NIST updates standard for cryptography modules

NIST updates standard for cryptography modules

By Shruti Dat'

GCN Staff

The National Institute of Standards and Technology recently revised the government's systems security and encryption validation standard.

'The standard has not changed in focus or emphasis,' said Ray Snouffer, program manager for NIST's Cryptographic Module Validation Program (CMVP). 'We've removed the redundant areas and clarified the language.'

The Federal Information Processing Standard 140-1 includes 11 areas of security requirements and four levels of security. FIPS 140-1 mandates that federal agencies use FIPS-compliant cryptography modules to protect sensitive but unclassified information in government systems.


NIST reviews the standard at five-year intervals. FIPS 140-2 carries over the information from its predecessor and expands on it.

NIST validates cryptography products and agency modules at four labs, which test the products to ensure compliance with the standard. NIST and the Communications Security Establishment of the Government of Canada established CMVP six years ago, Snouffer said.

NIST updates the security standard based on lessons learned, public comments and a line-by-line review of validation tests, Snouffer said.
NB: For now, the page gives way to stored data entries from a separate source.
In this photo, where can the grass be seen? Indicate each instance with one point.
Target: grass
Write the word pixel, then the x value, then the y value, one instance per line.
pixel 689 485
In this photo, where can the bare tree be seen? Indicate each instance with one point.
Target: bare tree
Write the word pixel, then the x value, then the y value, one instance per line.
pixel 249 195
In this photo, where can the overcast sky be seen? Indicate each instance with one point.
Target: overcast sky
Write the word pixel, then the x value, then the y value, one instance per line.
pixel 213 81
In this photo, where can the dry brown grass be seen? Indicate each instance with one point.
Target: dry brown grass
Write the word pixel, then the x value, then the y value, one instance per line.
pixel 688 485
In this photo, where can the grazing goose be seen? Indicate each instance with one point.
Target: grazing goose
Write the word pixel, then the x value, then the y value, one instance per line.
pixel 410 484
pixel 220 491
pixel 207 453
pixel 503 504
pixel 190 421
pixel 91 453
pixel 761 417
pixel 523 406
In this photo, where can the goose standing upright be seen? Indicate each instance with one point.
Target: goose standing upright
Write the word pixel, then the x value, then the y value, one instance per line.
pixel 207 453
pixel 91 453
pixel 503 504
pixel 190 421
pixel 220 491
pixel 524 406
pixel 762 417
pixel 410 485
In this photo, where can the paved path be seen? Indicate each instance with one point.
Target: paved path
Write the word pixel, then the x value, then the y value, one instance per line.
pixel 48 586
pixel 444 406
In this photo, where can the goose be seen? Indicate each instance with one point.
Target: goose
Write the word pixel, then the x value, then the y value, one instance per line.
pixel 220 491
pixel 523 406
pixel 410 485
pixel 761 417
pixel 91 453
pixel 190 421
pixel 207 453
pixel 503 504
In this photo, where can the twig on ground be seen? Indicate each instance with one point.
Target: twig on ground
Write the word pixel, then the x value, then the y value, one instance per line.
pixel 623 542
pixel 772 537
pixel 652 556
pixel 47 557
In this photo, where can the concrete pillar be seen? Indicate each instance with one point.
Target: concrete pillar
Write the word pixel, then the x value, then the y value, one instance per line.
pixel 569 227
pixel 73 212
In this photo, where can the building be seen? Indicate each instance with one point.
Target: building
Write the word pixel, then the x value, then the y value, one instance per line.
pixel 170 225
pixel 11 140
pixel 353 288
The updated FIPS 140-2 has reorganized but not changed the physical security requirements. The existing standard had overlapping information about physical security requirements, said Annabelle Lee, CMVP deputy director.

The updated standard also specifies that operating systems must comply with the specifications in the Common Criteria. Previously, NIST required that OSes meet the standards detailed in the National Security Agency's Trusted Computer Security Evaluation Criteria, or the Orange Book.

CMVP also has added a section about hacking and how to mitigate computer attacks. FIPS 140-2 includes a beefed-up self-test section for agencies to use when they change their cryptography.

The CMVP staff also reworded the standard. In FIPS 140-1, all requirements used an if-then phrasing, implying that the requirement was optional, Lee said.

But the new version uses if-shall phrasing. 'Every shall statement means you must do it,' Lee said. 'We do conformance and compliance, so you can't leave it open-ended or open to interpretation.'

Approval expected

NIST officials expect Commerce Secretary William M. Daley to approve the standard this summer. FIPS 140-2 would take effect six months after Daley's OK. NIST would give agencies an additional six-month transition period after the standard took effect.

'After the transition period, modules will no longer be tested against FIPS 140-1,' Lee said. NIST will allow agencies to use modules tested under FIPS 140-1 before the update, but ensuing versions of these modules must be validated with FIPS 140-2.

Snouffer said modules generally have a life of nine months, so federal agencies will make the transition from FIPS 140-1 to 140-2 gradually.